Author Talk – Fred Kaplan

Fri, 05/05/2023 - 12:35pm

Fred Kaplan Author TalkTuesday, June 20, 2023 on the Library lawn

About the book:

In this unique biography, Fred Kaplan emphasizes Thomas Jefferson’s genius with language and his ability to use the power of words to inspire and shape a nation. A man renowned for many talents, writing was one of the major activities of the statesman’s life, though much of his best, most influential writing—with the exception of the letters he wrote up to his death, numbering approximately 100,000—was done by 1789, when Jefferson was just forty-six. All of his works demonstrate his remarkable intelligence, prescient wisdom, and literary flair and reveal the man in all his complex and controversial brilliance.

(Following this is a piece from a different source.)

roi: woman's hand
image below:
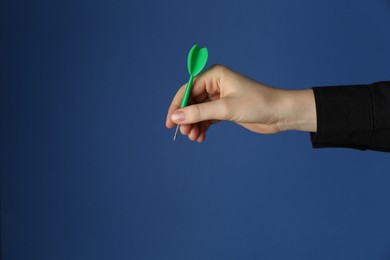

In His Masterly Pen, readers will find a new appreciation of Jefferson as a whole, of his strengths and weaknesses, and particularly of the degree to which his writing skills—which James Madison admired as “the shining traces of his pen”—are key to his personality and public career. Though Jefferson could wield his pen with unrivaled power, he was also a master of using words to both reveal and conceal from others and himself the complications, the inconsistencies, and the contradictions between his principles and his policies, between his head and his heart, and between his optimistic view of human nature and the realities of his personal situation and the world he lived in.

About the author:

Fred Kaplan is Distinguished Professor Emeritus at the Graduate Center of the City University of New York. He is the author of John Quincy Adams: American Visionary and Lincoln: The Biography of a Writer, which was named a Best Book of the Year by the New York Times and the Washington Post. His biography of Thomas Carlyle was a finalist for the National Book Critics Circle Award and the Pulitzer Prize. He is the author of biographies of Henry James, Charles, Dickens, Mark Twain, & Gore Vidal. His latest book, His Masterly Pen: A Biography of Jefferson the Writer, “closely examines the Founding Father’s written works to reveal his inspirations, resentments, and mythmaking” (Washington Post). Professor Kaplan is currently writing Difficult Friendships: Jefferson and the Adams Family. A former New Yorker, he lives in East Boothbay, Maine.